State witness in Holyland affair to receive NIS 12,000 a month
This payment, which could reach NIS 1 million, comes on top of a series of economic benefits the state has already promised the witness.
The State Prosecutor's Office announced on Tuesday in Tel Aviv District Court that Israel will pay the state witness in the Holyland affair NIS 12,000 a month for up to eight years.
This payment, which could reach NIS 1 million, comes on top of a series of economic benefits the state has already promised the witness. These benefits include exemption from tax debts (which according to media reports reached NIS 1 million ), exemption from hefty court expenses, and compensation for legal fees of NIS 8,000 a month between August 2010 and June 2011.
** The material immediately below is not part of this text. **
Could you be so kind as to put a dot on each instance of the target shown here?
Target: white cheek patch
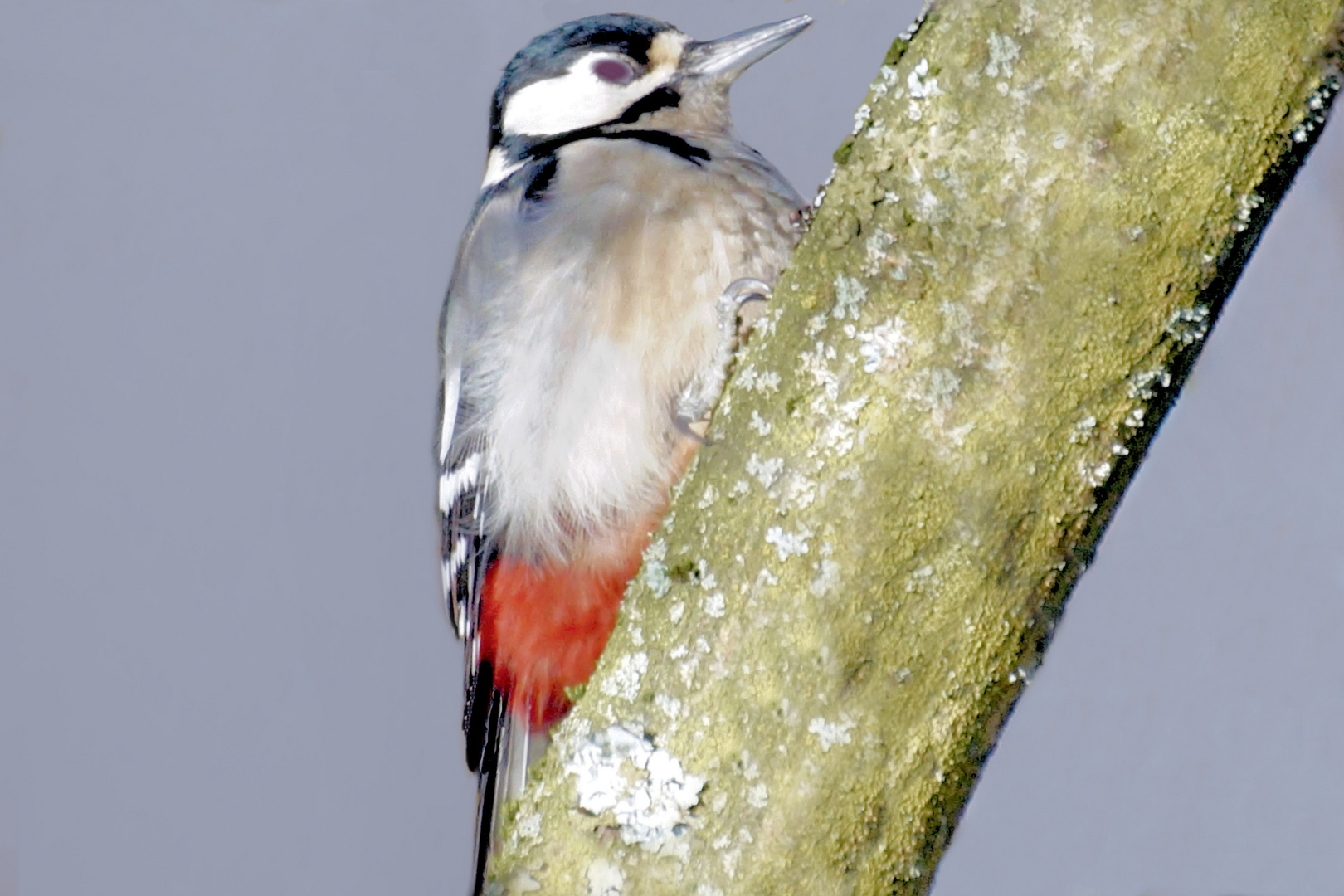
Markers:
(576, 100)
(498, 167)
Prosecutors divulged information about the agreement in response to defendants' request that classified portions of the accord signed between Israel and the witness be disclosed. These classified sections detail the financial arrangements worked out between the witness and the state.
Prosectors acknowledged that the witness uses the stipend to pay back his debts. "It turns out that the witness is entangled in a reality in which he pays creditors regular payments to cover debts," the prosecutors explained. "Once it became clear to us that the stipend is used by the witness to pay back debts, we decided to take the unusual step of disclosing to the defense the scope of this monthly stipend."
Prosecutors added that other sections of the classified portions must remain under wraps, in accord with directives under the law for state witnesses. The law defines the Holyland witness as "living under threat.
The law says a witness living under threat is one who faces direct threats to his or her life or well-being, or to the life or well-being of family members. Defense attorneys object to the witness being given this designation, contending that the pressures faced by the state witness due to debts owed to creditors do not match the law's criteria.